Dáil debates

Wednesday, 14 February 2024

Business Costs for Micro, Small and Medium Enterprises: Motion [Private Members]

 

10:30 am

Photo of Verona MurphyVerona Murphy (Wexford, Independent) | Oireachtas source

The civil servants who wrote that speech actually received a wage increase of 10.5% in the last few weeks. Their increase is probably more than a lot of the SMEs I am representing here today will achieve in profits - for the courage and conviction of opening up a business in small parts of rural Ireland. Small businesses employ people who can fit in a job for a few hours in their working life. It is not good enough that we do not have a senior Minister here. I am sorry the Minister of State, Deputy Rabbitte, has been thrown in at the deep end to read a speech of which she had no knowledge at the start. We are representing every region and rural part of Ireland here today, as well as the urban centres, which are struggling. It is not good enough that the Government is playing politics. We have the Fine Gael leader and Taoiseach, Leo Varadkar, saying that of course we can operate a split system of VAT, but it falls to the Fianna Fáil Minister, Michael McGrath, to do so. The Government should not play politics with people who are struggling.

The Minister of State has nodded her head all morning at what we are saying. I concur with all my colleagues, but she will vote against this tonight. She will vote with her party, because that is what happens when we elect party politicians in this country. They are elected by their constituents - the struggling SMEs, the hospitality sector, hairdressers and beauticians, but what do they do when they come up here? They forget about their constituents. They vote with their party, no matter how detrimental it is. The two individuals beside the Minister of State get their 10% increase, and so does she and so do I. I do not want it.
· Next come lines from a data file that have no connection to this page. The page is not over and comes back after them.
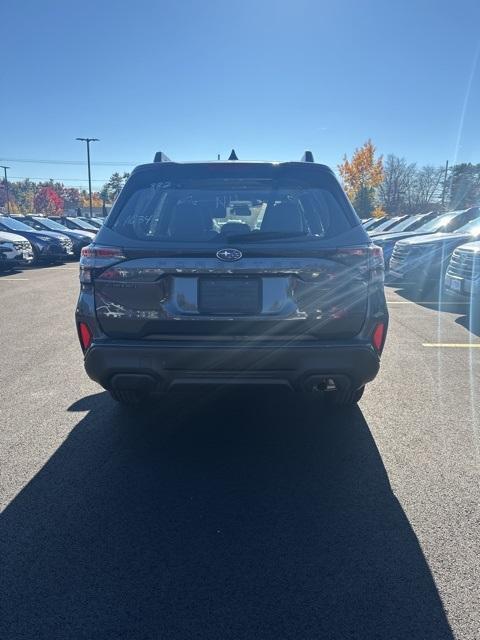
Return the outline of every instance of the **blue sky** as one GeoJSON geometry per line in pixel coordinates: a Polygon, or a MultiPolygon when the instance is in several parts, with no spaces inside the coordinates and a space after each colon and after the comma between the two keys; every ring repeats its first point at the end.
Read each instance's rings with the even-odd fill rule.
{"type": "Polygon", "coordinates": [[[3,3],[0,158],[10,176],[98,186],[177,160],[335,166],[367,138],[419,164],[480,162],[478,0],[3,3]]]}

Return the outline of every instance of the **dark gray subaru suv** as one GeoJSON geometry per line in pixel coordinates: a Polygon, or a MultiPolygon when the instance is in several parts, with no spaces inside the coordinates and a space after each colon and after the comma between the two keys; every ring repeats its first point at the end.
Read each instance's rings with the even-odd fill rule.
{"type": "Polygon", "coordinates": [[[199,385],[357,402],[388,313],[382,251],[336,180],[302,162],[137,167],[82,250],[88,375],[122,403],[199,385]]]}

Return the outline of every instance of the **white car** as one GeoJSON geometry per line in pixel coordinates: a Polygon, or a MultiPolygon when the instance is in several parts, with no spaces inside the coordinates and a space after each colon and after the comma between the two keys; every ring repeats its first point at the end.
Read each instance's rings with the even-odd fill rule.
{"type": "Polygon", "coordinates": [[[445,274],[445,291],[468,303],[469,328],[480,331],[480,241],[455,249],[445,274]]]}
{"type": "Polygon", "coordinates": [[[480,295],[480,242],[469,242],[457,247],[452,254],[445,275],[445,288],[449,293],[477,298],[480,295]]]}
{"type": "Polygon", "coordinates": [[[31,262],[33,249],[30,242],[16,233],[0,231],[0,270],[9,271],[31,262]]]}

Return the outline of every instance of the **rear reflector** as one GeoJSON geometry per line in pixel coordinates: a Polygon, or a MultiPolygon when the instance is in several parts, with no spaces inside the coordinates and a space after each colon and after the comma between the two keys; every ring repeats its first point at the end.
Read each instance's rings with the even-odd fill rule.
{"type": "Polygon", "coordinates": [[[377,324],[372,336],[372,344],[375,347],[375,351],[380,352],[383,347],[383,339],[385,337],[385,325],[383,322],[377,324]]]}
{"type": "Polygon", "coordinates": [[[82,345],[82,349],[86,351],[92,344],[92,332],[90,331],[88,324],[85,324],[85,322],[79,323],[78,335],[80,337],[80,344],[82,345]]]}

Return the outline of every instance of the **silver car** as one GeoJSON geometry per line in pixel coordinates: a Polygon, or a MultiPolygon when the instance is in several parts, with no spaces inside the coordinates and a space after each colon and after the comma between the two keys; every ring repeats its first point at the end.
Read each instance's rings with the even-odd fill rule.
{"type": "Polygon", "coordinates": [[[445,291],[468,303],[470,329],[480,329],[480,241],[457,247],[445,274],[445,291]]]}
{"type": "Polygon", "coordinates": [[[480,241],[455,249],[445,275],[445,289],[460,296],[480,296],[480,241]]]}
{"type": "Polygon", "coordinates": [[[33,261],[32,245],[16,233],[0,231],[0,270],[10,271],[33,261]]]}

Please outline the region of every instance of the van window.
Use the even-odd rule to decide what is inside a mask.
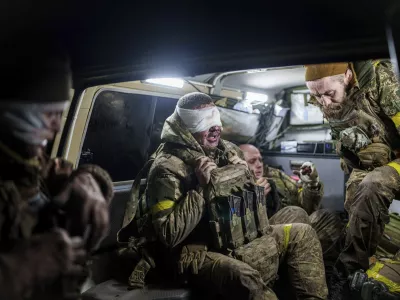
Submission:
[[[163,129],[164,122],[174,112],[177,102],[178,99],[157,97],[149,154],[152,154],[154,151],[156,151],[160,145],[161,131]]]
[[[114,182],[133,180],[148,159],[157,97],[101,91],[86,130],[79,164],[96,164]]]

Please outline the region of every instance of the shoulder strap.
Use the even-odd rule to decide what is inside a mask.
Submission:
[[[136,175],[135,180],[133,181],[132,188],[129,195],[129,200],[125,206],[125,214],[124,220],[122,222],[122,228],[117,233],[117,241],[120,242],[121,232],[129,227],[132,220],[135,218],[136,210],[139,205],[139,191],[140,191],[140,181],[143,177],[147,177],[149,170],[154,162],[154,157],[147,161],[144,167],[140,170],[140,172]]]

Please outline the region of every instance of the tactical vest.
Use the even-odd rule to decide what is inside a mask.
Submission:
[[[204,155],[193,150],[168,148],[168,153],[188,165]],[[237,155],[236,151],[226,149],[216,157],[215,163],[223,167],[211,172],[210,184],[203,192],[213,247],[221,252],[235,250],[270,230],[264,189],[255,185],[246,167],[229,164],[232,155]]]
[[[353,88],[349,98],[353,107],[341,120],[330,120],[332,138],[337,140],[337,152],[353,168],[371,171],[386,165],[400,149],[400,136],[395,125],[376,104],[375,66],[364,74],[370,82],[360,89]],[[363,152],[372,145],[372,151]]]
[[[211,199],[209,217],[217,250],[235,250],[270,230],[264,188],[253,184]]]

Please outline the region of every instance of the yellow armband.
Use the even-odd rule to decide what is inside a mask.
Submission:
[[[398,128],[400,126],[400,112],[395,114],[391,119],[392,119],[394,125],[396,126],[396,128]]]
[[[390,163],[387,164],[389,167],[392,167],[393,169],[395,169],[397,171],[397,173],[400,174],[400,164],[392,161]]]
[[[157,214],[160,211],[167,210],[173,208],[175,206],[175,202],[172,200],[163,200],[158,202],[157,204],[151,207],[151,214]]]

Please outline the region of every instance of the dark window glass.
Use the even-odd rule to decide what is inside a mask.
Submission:
[[[157,150],[161,143],[161,131],[165,120],[172,115],[175,110],[178,99],[157,97],[156,112],[154,114],[153,133],[151,135],[151,143],[149,154],[151,155]]]
[[[155,105],[154,96],[100,92],[79,164],[101,166],[114,182],[133,180],[148,158]]]

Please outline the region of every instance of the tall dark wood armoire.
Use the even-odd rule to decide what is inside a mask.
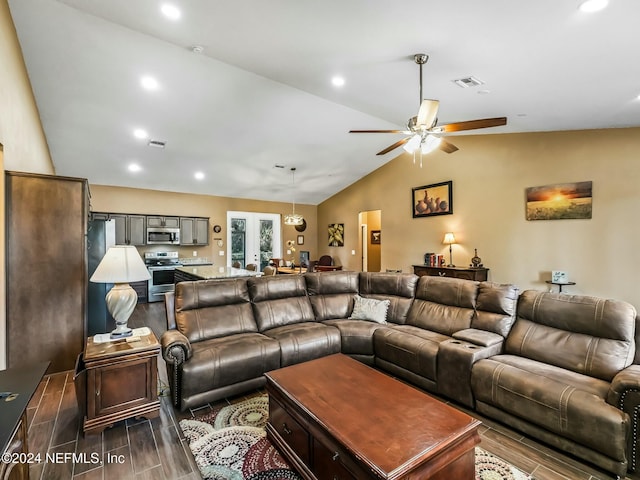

I want the Government to do its job. I want it to support SMEs and reduce the VAT rate because what it is doing currently is making oligarchs out of all those who have decided to buy up every derelict building in the country to turn it into an IPAS centre and be paid millions for doing so. The Government has not supported the nursing homes in the same way. They are closing in order to try to obtain that oligarch money the Government is providing. The Government has ruined the accommodation sector in rural Ireland, which supports these SMEs. In addition, I am getting letters from people with Airbnbs who feel that the policies the Government is bringing in through regulation will put them out of business. It is trying to force them to become long-term rental properties for which they are not suitable. If nothing else, I ask the Minister of State to take that back to the Cabinet and her Government colleagues and tell them that will not work. All they will do is close down the Airbnbs who do support the SMEs, in order for them to be sustainable. They support their neighbours by making a menial living and small profits and all they are asking the Government to do is to keep them viable and sustainable, first, by reducing the VAT rate, which would be fair and, second, by increasing the threshold at which the employer pays PRSI.

Nobody in the Regional Group disagrees with an increase in the minimum wage or with paying a little more benefit when it comes to sick pay, but why level it at the SMEs? Why not use some of the money the Government is gaining from the corporation tax to pay for it itself? Is it because the Government had to raise an extra €500 million for the children's hospital, which was originally to be €250 million. We are now at €2.5 billion, we are years late and the hospital is not in service.

It is unbecoming of anybody to sit in government on that side of the House and tell SMEs they are not worthy of a senior Minister to be present for the debate. I am not denigrating the Minister of State, Deputy Anne Rabbitte, but the senior Minister for Enterprise, Trade and Employment or the Minister for Finance should have come in here to listen to the people who are representing the constituents who elected them. That is what we are doing on this side of the House. We are working with the people who are struggling in the businesses who provide employment for a little over 99% of the working people in Ireland. I am very aggrieved for them today.

I extend my best wishes to Deputy Kehoe, who is not going to run in the next election, but after his statement yesterday on local radio in Wexford I do not think there will be too many in tears. He said this requires a budget - this menial measure of reducing the VAT rate by 50% - because that is what the Minister increased it by when he put it up. He said it had to be done in a budget. He spent 21 years in the House, yet he has not learned that it does not need a budget, because it was done last week with the tax debt warehousing. I ask the Minister of State to seriously consider this and to bring it back to the Government. We do not accept the Government amendment, but on behalf of the SMEs I ask that she would accept this motion.